Fuzzy check module

The purpose of this module is to verify messages for certain fuzzy patterns that are stored in the fuzzy storage workers. At the same time, this module is responsible for teaching fuzzy storage with message patterns.

Fuzzy patterns

Rspamd utilizes the shingles algorithm to conduct fuzzy matching of messages. This algorithm operates in a probabilistic manner by using word chains as patterns, which helps to filter out spam or ham messages. A detailed description of the shingles algorithm can be found in the research paper.

In Rspamd, we employ trigrams (3-grams) for the shingles algorithm, and we use a set of hash functions, including siphash, mumhash, and others. Currently, Rspamd uses 32 hashes for shingles.

Note that attachments and images are currently not matched against fuzzy hashes. Instead, they are verified by blake2 digests using strict match.

HTML Structure Fuzzy Hashing (Since 3.14.0)
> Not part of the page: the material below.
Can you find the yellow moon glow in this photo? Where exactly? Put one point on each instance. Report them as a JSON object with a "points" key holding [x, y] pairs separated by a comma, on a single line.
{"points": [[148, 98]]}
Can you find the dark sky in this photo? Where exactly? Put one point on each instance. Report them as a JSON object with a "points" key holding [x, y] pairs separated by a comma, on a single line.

In addition to text content fuzzy matching, Rspamd 3.14.0 introduces HTML structure fuzzy hashing. This feature enables detection of similar emails based on their DOM structure, layout, and link patterns, independent of text content variations.

Why HTML fuzzy matching?

Many legitimate emails (newsletters, notifications) and spam campaigns share common HTML templates while varying text content:

Newsletters: Same HTML structure, different article titles/content each week
Notifications: Fixed template from services (Facebook, Amazon), varying user data
Spam campaigns: Identical HTML layout, personalized text (names, dates)
Phishing: Copied legitimate HTML structure, but different CTA (Call-To-Action) domains

Text fuzzy hashing misses these patterns because text changes, but HTML structure fuzzy can detect them.

Architecture

HTML fuzzy hashing uses a multi-layer approach for robust matching:

1. Direct Hash (Exact Matching)

Similar to text parts, a direct blake2b hash of all HTML tokens ensures no false positives:

direct_hash = blake2b(token1 + token2 + ... + tokenN)
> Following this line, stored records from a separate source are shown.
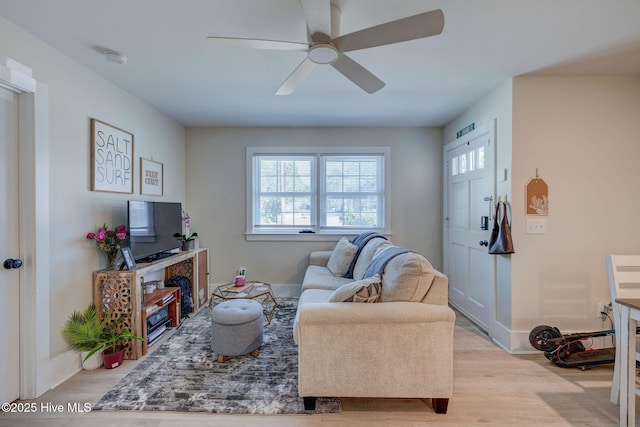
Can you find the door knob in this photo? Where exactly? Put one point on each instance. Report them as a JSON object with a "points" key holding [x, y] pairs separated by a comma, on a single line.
{"points": [[10, 263]]}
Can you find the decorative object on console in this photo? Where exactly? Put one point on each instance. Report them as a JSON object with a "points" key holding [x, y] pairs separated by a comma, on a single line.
{"points": [[151, 177], [186, 240], [128, 259], [109, 242], [111, 158]]}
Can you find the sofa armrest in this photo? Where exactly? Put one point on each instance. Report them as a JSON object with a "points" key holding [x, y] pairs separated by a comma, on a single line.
{"points": [[320, 258], [390, 349]]}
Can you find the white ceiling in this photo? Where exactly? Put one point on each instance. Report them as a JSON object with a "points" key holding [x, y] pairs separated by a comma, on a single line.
{"points": [[430, 81]]}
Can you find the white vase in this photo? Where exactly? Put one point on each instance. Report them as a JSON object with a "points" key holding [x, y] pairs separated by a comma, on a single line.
{"points": [[94, 362]]}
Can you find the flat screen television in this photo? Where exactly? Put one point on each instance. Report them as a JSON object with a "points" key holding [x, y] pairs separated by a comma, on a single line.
{"points": [[152, 226]]}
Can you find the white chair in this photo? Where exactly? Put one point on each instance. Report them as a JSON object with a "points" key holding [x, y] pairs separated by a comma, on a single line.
{"points": [[624, 282]]}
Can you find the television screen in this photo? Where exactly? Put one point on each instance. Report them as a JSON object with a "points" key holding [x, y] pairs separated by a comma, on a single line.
{"points": [[152, 226]]}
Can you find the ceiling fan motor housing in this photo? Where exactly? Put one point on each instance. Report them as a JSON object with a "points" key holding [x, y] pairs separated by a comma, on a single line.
{"points": [[323, 53]]}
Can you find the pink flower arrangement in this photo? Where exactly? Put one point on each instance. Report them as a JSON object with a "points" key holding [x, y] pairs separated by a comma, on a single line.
{"points": [[109, 240]]}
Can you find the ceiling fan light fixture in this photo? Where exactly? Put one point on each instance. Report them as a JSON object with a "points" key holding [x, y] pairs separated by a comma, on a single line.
{"points": [[323, 53], [114, 56]]}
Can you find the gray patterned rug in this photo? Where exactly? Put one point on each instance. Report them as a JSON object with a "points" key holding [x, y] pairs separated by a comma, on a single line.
{"points": [[183, 374]]}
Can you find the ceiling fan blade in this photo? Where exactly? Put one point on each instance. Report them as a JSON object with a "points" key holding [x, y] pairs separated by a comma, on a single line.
{"points": [[357, 74], [295, 78], [413, 27], [318, 13], [258, 43]]}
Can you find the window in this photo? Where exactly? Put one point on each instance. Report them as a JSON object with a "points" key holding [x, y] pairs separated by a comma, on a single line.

This guarantees two HTML structures with different tokens will have different hashes, preventing MinHash collision issues.

2. Structure Shingles (Fuzzy Matching)

32 shingles generated using sliding window (size 3) over HTML token sequence:

Tokens: div → a@example.com → img → p → span
Windows:
  [div, a@example.com, img] → hash1
  [a@example.com, img, p]   → hash2
  [img, p, span]            → hash3
→ Apply MinHash → 32 shingles

This provides tolerance to small structural changes (1-2 tags added/removed).

3. CTA Domains Hash (Phishing Protection)

Separate hash of Call-To-Action link domains, contributing 30% weight to similarity score.

CTA links are automatically detected using button heuristics:

Links with class="button", class="cta", etc.
Links with button-like styling
Links from url_button_weights analysis

Why critical for phishing:

Legitimate: HTML_structure + CTA=facebook.com → hash_A
Phishing:   HTML_structure + CTA=evil.com     → hash_B

CTA mismatch → similarity heavily penalized (×0.3)

4. All Domains Hash (15% weight)

Hash of top-10 most frequent link domains (sorted, deduplicated). Captures overall domain usage pattern without being sensitive to single tracking pixels.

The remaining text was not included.